Maar die geëngageerde mensen zijn duidelijk niet de enigen die zich op het terrein begeven. Of nog: ook engagement behoedt blijkbaar niet tegen macht en alle vormen van machtsmisbruik. Het is niet dat ik me voorneem om voortaan mijn dagen en nachten in het Zuiden bij hulporganisaties of ngo’s te gaan doorbrengen, maar misschien moeten we bij MO* -vanuit onze unieke positie- wel eens een eigen onderzoek starten naar ervaringen met machtsmisbruik en seksueel wangedrag binnen de eigen sector. Want dat dit onaanvaardbaar is en vreselijke schade toebrengt, en dat de slachtoffers van zowel misbruik als het verminderen van de inkomsten dat daardoor verwacht wordt, altijd weer de zwaksten zijn, dat is zonder meer duidelijk.

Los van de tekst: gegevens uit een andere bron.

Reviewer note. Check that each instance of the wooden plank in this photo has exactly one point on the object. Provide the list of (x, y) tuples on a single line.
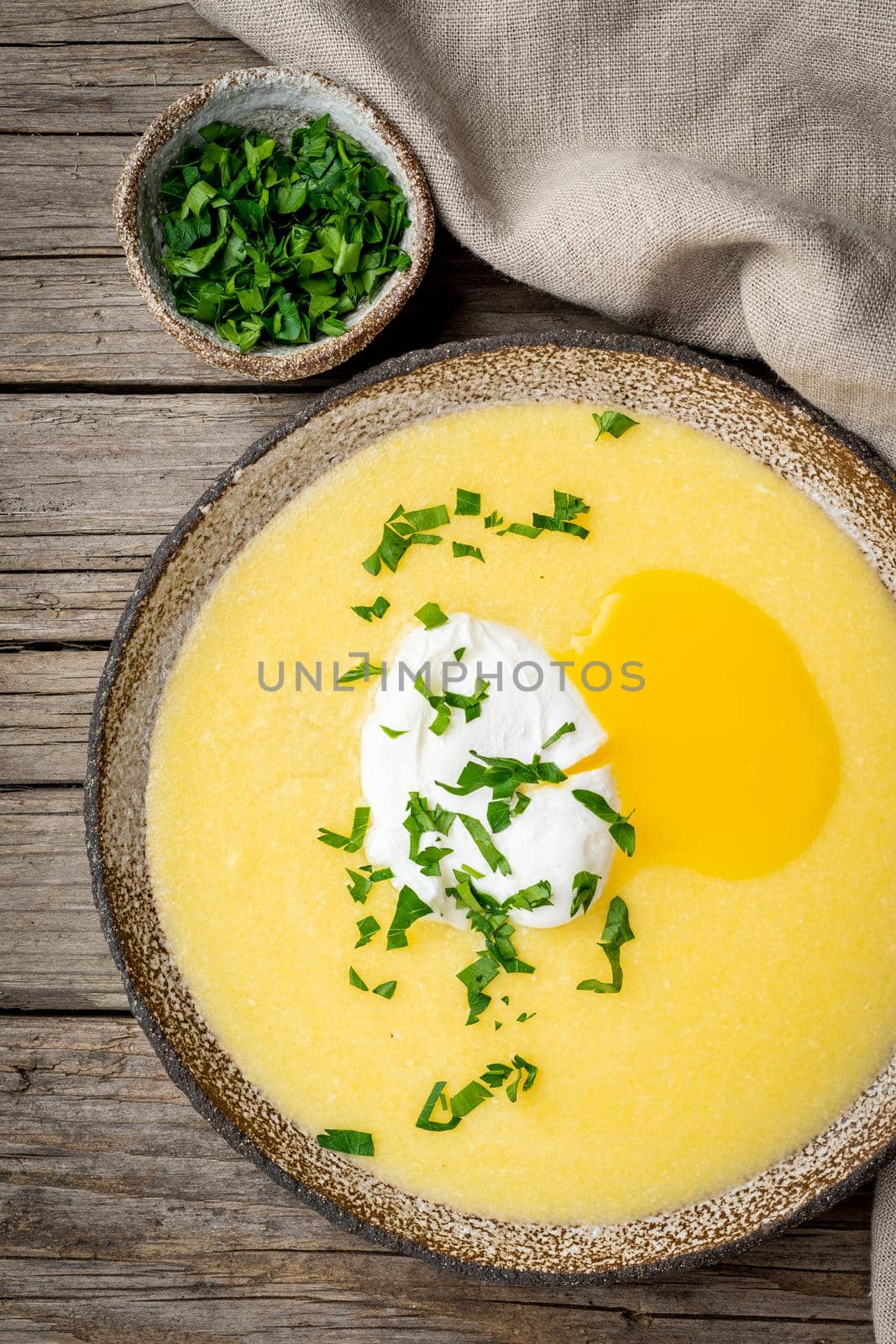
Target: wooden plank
[(53, 952), (127, 1218), (80, 320), (47, 701), (90, 488), (100, 22), (107, 87)]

Daarom is preventie en handhaving van de eigen ethische normen absoluut nodig. En zoals blijkt: verantwoording heeft behoefte aan transparantie, en daarin hebben media een belangrijke rol te spelen. Dat we vrijdag niet uitgenodigd werden voor de persconferentie van Oxfam Solidariteit, mag niet het effect hebben dat we het werk dan maar aan de mainstream media overlaten. Want die hadden het ook niet gezien, die hebben gewoon de Belgaberichten gepubliceerd, die zich baseerden op een vlugge lezing van de Britse pers, en ze hebben daarna de persconferentie weergegeven. Wij moeten meer en beter doen. Ik noteer de opdracht.